Okay. She’d raised the issue, however
unwittingly, before he’d had to. He drew in a breath and said, “We
have to talk.”

“If it’s about the house—”

“It’s about the house and a lot more,” he said.
Her eyebrows lifted slightly. She looked intrigued.

He didn’t want to intrigue her. He wanted to
make her understand who he was, and to love him not because of it
but in spite of it.

He wanted her to love him.

So much was at stake. But if he wasn’t honest
with her, nothing else would matter. He took a deep breath for
courage and said, “I’m very rich.”

Emma snorted. “Compared to me, everyone is very
rich. Even Monica.”

“No, Emma. I’m
talking
rich.
Top
one-percent rich. Top one-tenth-of-one-percent
rich.”

She angled her head slightly, as if appraising
him in this new light. “Well, I assumed you weren’t poor. This
house isn’t exactly a shack, and you were renting it to us for
peanuts. I figured either you were stupid or you were nuts. Or you
were so rich, you didn’t need to charge us a high enough rent to
cover your mortgage and taxes on the place.”

“There is no mortgage. I paid cash for it.” Did
he sound arrogant? Snotty? “Emma…I’m one of those gazillionaires
you read about in the business pages—assuming you read the business
pages, which you probably don’t,” he added when he saw the faint
smirk curving her lips. “I’m a computer scientist. A software
engineer. I developed an encryption program that protects credit
card transactions, among other things. I got some venture capital
funding, hired a small staff, and developed the software until it
was ready to market. A major player in the industry offered me a
ton of money for the company. So I sold it.”

“And now you have a ton of money,” Emma
concluded.

“Yes and no.” He considered his words and
reminded himself to be honest. “Yes. I have a ton of money. But a
smaller ton of money than I might have had. I’ve got a seat on the
board of directors of the company that bought mine, which pays a
ridiculous amount to each of us whenever the board meets. I’ve made
some smart investments in other start-ups. But even without that
income… After the sale, I distributed shares of the profit to my
staff and investors. But I had an obscene amount of money. More
than I knew what to do with. More than was right,
frankly.”

“Right?” She looked intrigued again. “Is there
a right amount?”

“No one should have as much money as I did, not
when there are so many people in the world who have so much less. I
set up a foundation—the New World Foundation—and put most of my
money into that. It funds educational programs, both here and
abroad. One of our focuses is education for immigrants, helping
them to assimilate and get up to speed. I was lucky I was young
when I came to America—I learned English quickly and started school
with my peers. My parents spoke some English, which helped. But we
have so many immigrants in this country who have so much to
contribute, and they come here unprepared for our schools, or with
language issues. New World funds a lot of educational programs
devoted to helping them.”

“That’s nice,” Emma said. She looked mildly
perplexed, as if unsure why he was telling her all this.

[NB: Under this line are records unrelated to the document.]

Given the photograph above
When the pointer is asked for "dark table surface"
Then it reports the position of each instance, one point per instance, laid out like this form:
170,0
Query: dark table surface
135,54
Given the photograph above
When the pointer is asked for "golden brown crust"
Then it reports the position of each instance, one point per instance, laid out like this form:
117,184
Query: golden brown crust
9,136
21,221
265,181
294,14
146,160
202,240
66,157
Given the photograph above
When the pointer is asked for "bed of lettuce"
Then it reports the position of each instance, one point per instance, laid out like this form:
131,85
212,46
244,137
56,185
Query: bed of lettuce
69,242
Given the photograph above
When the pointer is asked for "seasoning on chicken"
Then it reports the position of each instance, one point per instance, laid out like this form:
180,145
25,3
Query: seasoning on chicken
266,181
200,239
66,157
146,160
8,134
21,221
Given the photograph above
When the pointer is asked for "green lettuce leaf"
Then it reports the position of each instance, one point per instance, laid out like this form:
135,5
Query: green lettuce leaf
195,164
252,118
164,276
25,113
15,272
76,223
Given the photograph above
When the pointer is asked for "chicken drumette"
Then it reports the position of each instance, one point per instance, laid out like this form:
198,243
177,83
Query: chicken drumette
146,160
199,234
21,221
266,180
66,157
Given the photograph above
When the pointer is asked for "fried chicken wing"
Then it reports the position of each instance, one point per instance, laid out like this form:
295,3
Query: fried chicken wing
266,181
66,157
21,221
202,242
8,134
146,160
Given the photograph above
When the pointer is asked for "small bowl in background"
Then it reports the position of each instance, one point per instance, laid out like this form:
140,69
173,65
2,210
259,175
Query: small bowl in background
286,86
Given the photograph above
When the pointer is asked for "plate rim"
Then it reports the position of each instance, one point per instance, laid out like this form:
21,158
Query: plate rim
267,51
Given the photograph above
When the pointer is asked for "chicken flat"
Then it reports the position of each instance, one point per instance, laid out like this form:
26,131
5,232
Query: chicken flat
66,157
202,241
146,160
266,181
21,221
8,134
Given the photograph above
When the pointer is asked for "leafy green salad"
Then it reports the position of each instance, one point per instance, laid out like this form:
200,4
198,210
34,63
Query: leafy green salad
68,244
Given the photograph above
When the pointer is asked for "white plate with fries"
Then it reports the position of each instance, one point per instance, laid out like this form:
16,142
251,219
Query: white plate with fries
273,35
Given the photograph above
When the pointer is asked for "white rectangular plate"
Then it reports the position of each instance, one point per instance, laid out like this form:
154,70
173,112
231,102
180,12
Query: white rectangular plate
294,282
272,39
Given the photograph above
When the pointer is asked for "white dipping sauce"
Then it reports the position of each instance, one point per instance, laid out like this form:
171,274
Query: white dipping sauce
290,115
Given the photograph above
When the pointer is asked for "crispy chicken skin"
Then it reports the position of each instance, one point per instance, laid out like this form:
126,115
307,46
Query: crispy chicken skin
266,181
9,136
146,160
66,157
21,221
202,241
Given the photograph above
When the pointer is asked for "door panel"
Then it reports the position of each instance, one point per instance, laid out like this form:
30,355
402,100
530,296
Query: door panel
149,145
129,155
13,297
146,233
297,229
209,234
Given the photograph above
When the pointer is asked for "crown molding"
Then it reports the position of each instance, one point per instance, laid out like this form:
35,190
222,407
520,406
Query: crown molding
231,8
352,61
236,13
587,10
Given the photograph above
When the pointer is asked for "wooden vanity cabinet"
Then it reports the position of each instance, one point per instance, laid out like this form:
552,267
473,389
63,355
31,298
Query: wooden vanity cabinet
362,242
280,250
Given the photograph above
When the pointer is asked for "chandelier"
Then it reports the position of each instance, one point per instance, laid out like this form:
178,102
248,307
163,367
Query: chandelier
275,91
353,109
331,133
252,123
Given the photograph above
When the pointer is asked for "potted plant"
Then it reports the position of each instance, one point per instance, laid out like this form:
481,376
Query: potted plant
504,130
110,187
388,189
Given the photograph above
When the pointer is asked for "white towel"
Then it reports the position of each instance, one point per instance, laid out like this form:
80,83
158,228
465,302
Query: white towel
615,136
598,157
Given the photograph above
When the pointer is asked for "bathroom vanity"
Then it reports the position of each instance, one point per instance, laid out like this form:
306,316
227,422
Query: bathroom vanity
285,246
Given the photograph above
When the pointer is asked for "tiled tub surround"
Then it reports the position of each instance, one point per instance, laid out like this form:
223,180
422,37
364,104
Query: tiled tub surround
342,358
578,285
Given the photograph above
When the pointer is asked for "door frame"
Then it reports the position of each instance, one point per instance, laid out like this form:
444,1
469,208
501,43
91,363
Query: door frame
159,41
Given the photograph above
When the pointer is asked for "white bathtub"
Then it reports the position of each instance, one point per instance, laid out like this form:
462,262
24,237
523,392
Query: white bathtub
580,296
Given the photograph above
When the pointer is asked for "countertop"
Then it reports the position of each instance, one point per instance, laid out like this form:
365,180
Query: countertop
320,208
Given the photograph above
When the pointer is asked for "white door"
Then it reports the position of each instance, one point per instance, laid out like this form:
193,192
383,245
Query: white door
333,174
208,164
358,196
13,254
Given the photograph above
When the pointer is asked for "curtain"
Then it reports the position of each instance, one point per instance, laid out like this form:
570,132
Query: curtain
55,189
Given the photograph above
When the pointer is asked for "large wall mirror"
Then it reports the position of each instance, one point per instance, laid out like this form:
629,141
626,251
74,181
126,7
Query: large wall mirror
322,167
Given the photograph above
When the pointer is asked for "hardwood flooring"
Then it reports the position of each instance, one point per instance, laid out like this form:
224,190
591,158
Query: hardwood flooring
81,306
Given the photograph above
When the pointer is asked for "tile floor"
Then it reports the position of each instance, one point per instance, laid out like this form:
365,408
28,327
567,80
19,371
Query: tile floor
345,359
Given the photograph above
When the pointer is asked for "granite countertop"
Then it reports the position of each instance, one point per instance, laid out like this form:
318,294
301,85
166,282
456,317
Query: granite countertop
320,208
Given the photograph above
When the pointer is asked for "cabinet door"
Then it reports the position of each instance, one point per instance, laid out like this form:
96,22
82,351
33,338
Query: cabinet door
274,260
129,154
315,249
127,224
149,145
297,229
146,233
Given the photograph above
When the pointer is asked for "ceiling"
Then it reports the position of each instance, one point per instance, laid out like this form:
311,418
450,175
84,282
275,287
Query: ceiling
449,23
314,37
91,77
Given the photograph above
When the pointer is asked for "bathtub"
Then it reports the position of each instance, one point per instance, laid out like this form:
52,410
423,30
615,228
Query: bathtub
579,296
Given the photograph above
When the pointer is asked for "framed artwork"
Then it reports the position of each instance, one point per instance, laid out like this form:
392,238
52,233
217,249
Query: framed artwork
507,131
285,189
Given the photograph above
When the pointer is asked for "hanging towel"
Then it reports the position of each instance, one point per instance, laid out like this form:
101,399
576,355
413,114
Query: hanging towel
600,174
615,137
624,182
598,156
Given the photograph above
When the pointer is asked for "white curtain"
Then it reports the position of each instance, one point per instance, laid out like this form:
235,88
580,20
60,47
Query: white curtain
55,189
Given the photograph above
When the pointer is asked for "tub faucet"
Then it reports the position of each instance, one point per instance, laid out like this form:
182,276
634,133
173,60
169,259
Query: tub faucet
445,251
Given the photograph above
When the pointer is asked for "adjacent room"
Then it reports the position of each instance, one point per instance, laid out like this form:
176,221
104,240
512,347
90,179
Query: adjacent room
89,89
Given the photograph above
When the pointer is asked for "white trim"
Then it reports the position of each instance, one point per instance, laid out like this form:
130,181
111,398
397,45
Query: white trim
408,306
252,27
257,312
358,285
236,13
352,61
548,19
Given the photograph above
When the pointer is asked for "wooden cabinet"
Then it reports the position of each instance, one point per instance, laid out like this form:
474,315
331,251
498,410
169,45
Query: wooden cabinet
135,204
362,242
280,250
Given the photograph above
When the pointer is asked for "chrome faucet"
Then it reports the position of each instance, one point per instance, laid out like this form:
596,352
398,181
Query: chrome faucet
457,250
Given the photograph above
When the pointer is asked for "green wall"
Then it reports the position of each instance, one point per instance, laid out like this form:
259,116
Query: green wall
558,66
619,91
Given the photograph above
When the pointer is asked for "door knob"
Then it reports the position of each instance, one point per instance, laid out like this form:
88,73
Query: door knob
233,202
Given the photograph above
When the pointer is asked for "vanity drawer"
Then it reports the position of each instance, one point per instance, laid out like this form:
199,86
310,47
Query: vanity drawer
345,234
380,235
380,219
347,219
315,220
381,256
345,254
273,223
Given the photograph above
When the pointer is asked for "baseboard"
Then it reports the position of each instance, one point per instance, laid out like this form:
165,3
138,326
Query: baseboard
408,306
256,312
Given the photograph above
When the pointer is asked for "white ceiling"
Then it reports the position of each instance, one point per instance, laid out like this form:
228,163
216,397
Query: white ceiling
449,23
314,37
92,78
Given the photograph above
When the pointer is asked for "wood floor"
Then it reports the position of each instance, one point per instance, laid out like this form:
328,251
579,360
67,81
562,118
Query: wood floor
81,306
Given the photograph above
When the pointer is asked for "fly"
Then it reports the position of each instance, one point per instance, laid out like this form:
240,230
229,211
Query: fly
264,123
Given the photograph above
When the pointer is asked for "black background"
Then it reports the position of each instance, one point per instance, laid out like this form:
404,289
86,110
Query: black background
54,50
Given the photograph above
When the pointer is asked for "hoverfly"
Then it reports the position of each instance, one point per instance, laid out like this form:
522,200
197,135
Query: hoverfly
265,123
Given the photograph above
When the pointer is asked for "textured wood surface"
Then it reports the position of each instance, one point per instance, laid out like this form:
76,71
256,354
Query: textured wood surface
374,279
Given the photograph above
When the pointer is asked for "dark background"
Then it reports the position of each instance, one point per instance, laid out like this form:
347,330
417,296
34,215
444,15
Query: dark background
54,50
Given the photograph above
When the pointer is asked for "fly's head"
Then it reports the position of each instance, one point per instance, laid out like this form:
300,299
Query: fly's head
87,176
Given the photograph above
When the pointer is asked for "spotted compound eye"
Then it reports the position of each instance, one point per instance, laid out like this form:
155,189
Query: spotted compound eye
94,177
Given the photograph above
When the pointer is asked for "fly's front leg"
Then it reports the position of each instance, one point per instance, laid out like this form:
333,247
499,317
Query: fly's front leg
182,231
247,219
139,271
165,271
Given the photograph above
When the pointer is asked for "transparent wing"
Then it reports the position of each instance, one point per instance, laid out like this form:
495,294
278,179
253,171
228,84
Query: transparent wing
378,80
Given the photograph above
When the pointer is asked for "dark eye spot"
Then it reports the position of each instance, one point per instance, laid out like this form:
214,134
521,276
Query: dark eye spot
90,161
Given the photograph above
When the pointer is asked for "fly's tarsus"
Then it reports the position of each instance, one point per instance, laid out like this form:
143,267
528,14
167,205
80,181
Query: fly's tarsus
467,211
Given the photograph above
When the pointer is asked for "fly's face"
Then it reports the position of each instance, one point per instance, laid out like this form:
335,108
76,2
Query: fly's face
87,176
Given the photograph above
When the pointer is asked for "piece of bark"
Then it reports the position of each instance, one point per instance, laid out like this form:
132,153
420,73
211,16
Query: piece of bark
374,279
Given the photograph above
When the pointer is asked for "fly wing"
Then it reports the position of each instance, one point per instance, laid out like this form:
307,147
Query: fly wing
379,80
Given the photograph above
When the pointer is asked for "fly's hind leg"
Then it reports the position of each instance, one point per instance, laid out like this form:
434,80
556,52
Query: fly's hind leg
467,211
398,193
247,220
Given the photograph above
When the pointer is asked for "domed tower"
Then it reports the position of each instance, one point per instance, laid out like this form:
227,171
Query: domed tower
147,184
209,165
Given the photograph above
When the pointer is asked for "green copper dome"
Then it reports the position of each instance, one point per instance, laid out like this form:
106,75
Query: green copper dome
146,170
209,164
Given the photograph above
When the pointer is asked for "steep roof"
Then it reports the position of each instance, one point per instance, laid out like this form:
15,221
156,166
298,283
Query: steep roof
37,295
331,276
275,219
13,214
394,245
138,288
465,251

So far, he’d told her only the good parts. He
pushed onward. “When I sold my company, there was a party to
celebrate the acquisition. I met a woman at the party.
Vanessa.”

He’d half expected Emma to react in some way.
Most women didn’t like to hear about other women, at least not in
the context of romantic entanglements. But Emma didn’t seem the
least bit jealous or annoyed. She sat unflinching, her eyes now
fully in focus, her expression curious. “Your fiancée?” she
asked.

“My ex. Yes.” He
ruminated for a moment. “She was…how can I put this? I was a
computer geek from M.I.T. She was the sort of woman you expect to
see on the cover of the
Sports
Illustrated
swimsuit issue. There was more
to her than her beauty, of course. She was intelligent. She was
fun. We started seeing each other. We got
engaged.”

Emma said nothing. She simply watched him,
waiting.

“And then, we broke up.” Not true, and he
corrected himself. “Vanessa left me. But not before I’d bought her
this house.”

Emma’s brow dipped in a frown. “You’re still
not over her, are you.”

“I’m very much over her,” Max assured her. “But
I bought this house only because she wanted it.” He fidgeted for a
moment with his watchband, stalling. He hated to admit what an
idiot he’d been. But he had to be honest with Emma, and being
honest required him to acknowledge his foolishness. “She’d grown up
in New England, and she said she’d always wanted an ocean-view
house. We looked at a few places in Maine, but the winter weather
is so brutal there. Then we found this house. She said she wanted
it, so I bought it. I told her to decorate it any way she wanted.
It was hers.”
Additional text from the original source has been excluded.